Invisibility of female labour

Richard Stone paid little attention to Deane’s recommendations. In 1953, he oversaw the publication of the United Nations’ first System of National Accounts. This report provided detailed standards for calculating GDP.

The system ignored Deane’s call to include unpaid household labour. And because UN technical assistance programmes sought to ensure that low and middle-income countries followed the system’s standards, Stone’s method had global consequences. Activities which were central to every day life in low-income African countries – like fetching water, grinding corn, and weaving mats – were not included in national accounts.

This invisibility of female labour in national income accounting eventually provoked a backlash. While pushing for female domestic labour to be economically quantified, scholar-activists like the Italian-born philosopher Silvia Federici, who taught for many years in Nigeria, argued that male “economic” production was impossible without women’s uncompensated “non-economic” labour.

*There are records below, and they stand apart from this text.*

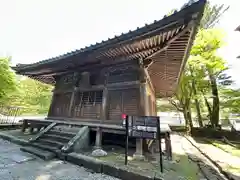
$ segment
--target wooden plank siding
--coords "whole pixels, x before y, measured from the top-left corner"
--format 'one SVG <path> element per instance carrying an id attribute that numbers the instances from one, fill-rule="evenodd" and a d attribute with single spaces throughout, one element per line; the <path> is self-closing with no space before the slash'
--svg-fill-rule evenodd
<path id="1" fill-rule="evenodd" d="M 121 120 L 121 115 L 138 115 L 139 113 L 139 89 L 109 91 L 109 115 L 110 120 Z"/>
<path id="2" fill-rule="evenodd" d="M 137 115 L 140 97 L 138 80 L 138 61 L 64 74 L 56 78 L 49 116 L 120 120 L 122 113 Z M 96 89 L 96 86 L 101 88 Z M 63 103 L 62 98 L 66 94 L 68 99 Z"/>

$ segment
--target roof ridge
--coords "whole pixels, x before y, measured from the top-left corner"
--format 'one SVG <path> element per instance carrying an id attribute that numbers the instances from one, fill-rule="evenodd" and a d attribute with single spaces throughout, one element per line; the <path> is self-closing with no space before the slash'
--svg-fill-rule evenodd
<path id="1" fill-rule="evenodd" d="M 174 11 L 173 14 L 167 16 L 167 15 L 164 15 L 162 19 L 159 19 L 159 20 L 154 20 L 152 23 L 150 24 L 145 24 L 144 26 L 142 27 L 137 27 L 136 29 L 134 30 L 129 30 L 128 32 L 126 33 L 121 33 L 120 35 L 115 35 L 114 37 L 112 38 L 108 38 L 107 40 L 102 40 L 101 42 L 96 42 L 95 44 L 91 44 L 89 46 L 85 46 L 84 48 L 80 48 L 80 49 L 75 49 L 74 51 L 71 51 L 71 52 L 67 52 L 67 53 L 64 53 L 64 54 L 61 54 L 61 55 L 58 55 L 58 56 L 55 56 L 55 57 L 52 57 L 52 58 L 48 58 L 48 59 L 44 59 L 44 60 L 41 60 L 41 61 L 38 61 L 38 62 L 35 62 L 35 63 L 32 63 L 32 64 L 24 64 L 24 65 L 21 65 L 21 64 L 17 64 L 16 67 L 13 67 L 13 69 L 15 68 L 21 68 L 21 67 L 28 67 L 28 66 L 33 66 L 33 65 L 39 65 L 39 64 L 44 64 L 45 62 L 55 62 L 57 60 L 62 60 L 62 59 L 65 59 L 67 57 L 70 57 L 70 56 L 74 56 L 74 55 L 77 55 L 79 53 L 83 53 L 83 52 L 87 52 L 89 50 L 96 50 L 96 49 L 99 49 L 99 48 L 102 48 L 106 45 L 109 45 L 109 44 L 113 44 L 113 43 L 117 43 L 117 42 L 121 42 L 121 41 L 124 41 L 124 38 L 134 38 L 136 36 L 138 36 L 138 34 L 141 34 L 139 31 L 143 31 L 143 33 L 147 33 L 149 32 L 149 29 L 147 28 L 150 28 L 150 31 L 152 31 L 154 29 L 154 25 L 158 25 L 159 22 L 165 20 L 165 19 L 168 19 L 169 17 L 174 17 L 176 16 L 177 14 L 181 14 L 182 12 L 184 12 L 187 8 L 189 8 L 190 6 L 198 6 L 198 5 L 201 5 L 201 4 L 205 4 L 206 0 L 189 0 L 187 3 L 185 3 L 181 8 L 180 10 L 178 11 Z M 165 23 L 167 24 L 167 23 Z M 162 26 L 162 25 L 161 25 Z M 151 30 L 152 29 L 152 30 Z M 127 37 L 129 36 L 129 37 Z M 116 42 L 114 42 L 116 41 Z M 106 44 L 107 43 L 107 44 Z"/>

For instance, without a wife to tend to the children and the home, how would a male factory labourer have the time or the energy to fulfil his stereotypical role as the breadwinner?

Time rather than money

Some feminist economists held a different view. In 1999 the New Zealand-born economist Marilyn Waring articulated concerns about including unpaid labour in national accounts. Rather than using economic activity to measure the value of labour, Waring called for a different indicator: time.

Time, she explained, was “the one investment we all have to make”. Drawing on research she conducted in rural Kenya, she argued that time-use surveys would demonstrate “which sex gets the menial, boring, low-status, and unpaid invisible work”.

Image: OECD

Such surveys would show how targeted interventions, like access to clean water and efficient cooking stoves, could alleviate the drudgery of domestic labour and allow billions of women to gain greater freedom in how they spend their days.

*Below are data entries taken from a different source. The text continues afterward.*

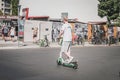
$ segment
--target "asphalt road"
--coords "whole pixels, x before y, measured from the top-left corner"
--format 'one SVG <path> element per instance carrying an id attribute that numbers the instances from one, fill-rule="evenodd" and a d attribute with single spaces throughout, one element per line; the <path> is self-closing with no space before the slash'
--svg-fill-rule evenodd
<path id="1" fill-rule="evenodd" d="M 60 48 L 0 50 L 0 80 L 120 80 L 120 47 L 77 47 L 79 69 L 57 66 Z"/>

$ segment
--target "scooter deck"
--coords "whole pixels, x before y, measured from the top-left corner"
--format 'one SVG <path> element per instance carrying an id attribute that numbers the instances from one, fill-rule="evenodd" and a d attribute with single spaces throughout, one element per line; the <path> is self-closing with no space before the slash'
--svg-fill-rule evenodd
<path id="1" fill-rule="evenodd" d="M 61 60 L 57 60 L 57 64 L 65 66 L 65 67 L 70 67 L 70 68 L 73 68 L 73 69 L 78 69 L 77 61 L 73 61 L 73 62 L 70 62 L 70 63 L 62 63 Z"/>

In 2008, the authors of the newly updated System of National Accounts responded to their feminist critics by way of a compromise. They agreed to include the production of all goods – whether these were sold or not – in GDP calculations, so activities like weaving mats or brewing beer would be included.

Have you read?

However, they continued to exclude most unpaid household services, like cooking and cleaning. And the revised system ignored both Deane’s and Waring’s calls for more data on the distribution of time-use by gender. This has caused ever more criticism to be levelled at the system.

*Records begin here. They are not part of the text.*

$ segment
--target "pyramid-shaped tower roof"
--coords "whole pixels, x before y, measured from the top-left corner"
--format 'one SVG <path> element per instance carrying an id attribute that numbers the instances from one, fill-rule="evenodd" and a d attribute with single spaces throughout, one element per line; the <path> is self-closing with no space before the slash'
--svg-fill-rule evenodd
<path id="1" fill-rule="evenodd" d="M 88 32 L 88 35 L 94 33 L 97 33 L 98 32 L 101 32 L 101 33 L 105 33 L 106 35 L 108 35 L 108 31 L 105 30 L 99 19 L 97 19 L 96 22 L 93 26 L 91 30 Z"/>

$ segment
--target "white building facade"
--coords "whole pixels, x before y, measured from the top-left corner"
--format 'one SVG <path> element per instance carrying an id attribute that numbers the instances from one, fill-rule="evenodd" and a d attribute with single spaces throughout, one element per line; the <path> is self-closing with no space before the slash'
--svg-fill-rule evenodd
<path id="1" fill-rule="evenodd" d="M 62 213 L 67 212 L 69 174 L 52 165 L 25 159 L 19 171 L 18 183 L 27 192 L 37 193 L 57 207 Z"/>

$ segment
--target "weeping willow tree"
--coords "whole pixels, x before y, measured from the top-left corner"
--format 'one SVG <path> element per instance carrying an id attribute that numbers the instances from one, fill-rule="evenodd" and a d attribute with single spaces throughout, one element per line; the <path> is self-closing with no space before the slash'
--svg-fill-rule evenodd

In recent decades, the work of feminist economics has shown how the methods of calculating GDP render much of women’s labour invisible. Meanwhile, surveys and time-use studies show the toll this has taken on women’s lives, particularly in the Global South. One recent report found that hundreds of millions of women worldwide have to walk more than a 30-minute round-trip to reach clean water for their families.

Future of the GDP

A 2009 report commissioned by then French President Nicolas Sarkozy stated that because GDP is “treated as a measure of economic well-being” it “can lead to misleading indicators about how well-off people are and entail the wrong policy decisions”.

More recently, the World Bank pointed out that GDP only measures flows of income but doesn’t tell us whether health care, education, and the wealth of the natural world are being built up or plundered. The Economist called for a “new metric” of economic progress that included “unpaid work in the home, such as caring for relatives”.

None of these insights are new. But they do mark a renewed appreciation for the economic indices and policies that feminist scholars have long favoured. For instance, Silvia Federici’s insistence that household labour should be paid has been at least partially realised in the spread of cash transfer programmes across Africa.

If we want to really bring women’s work out of the shadows and overturn the stereotypical gender roles that relegate women to more than their fair share of household labour, we must first take the blinders of the GDP.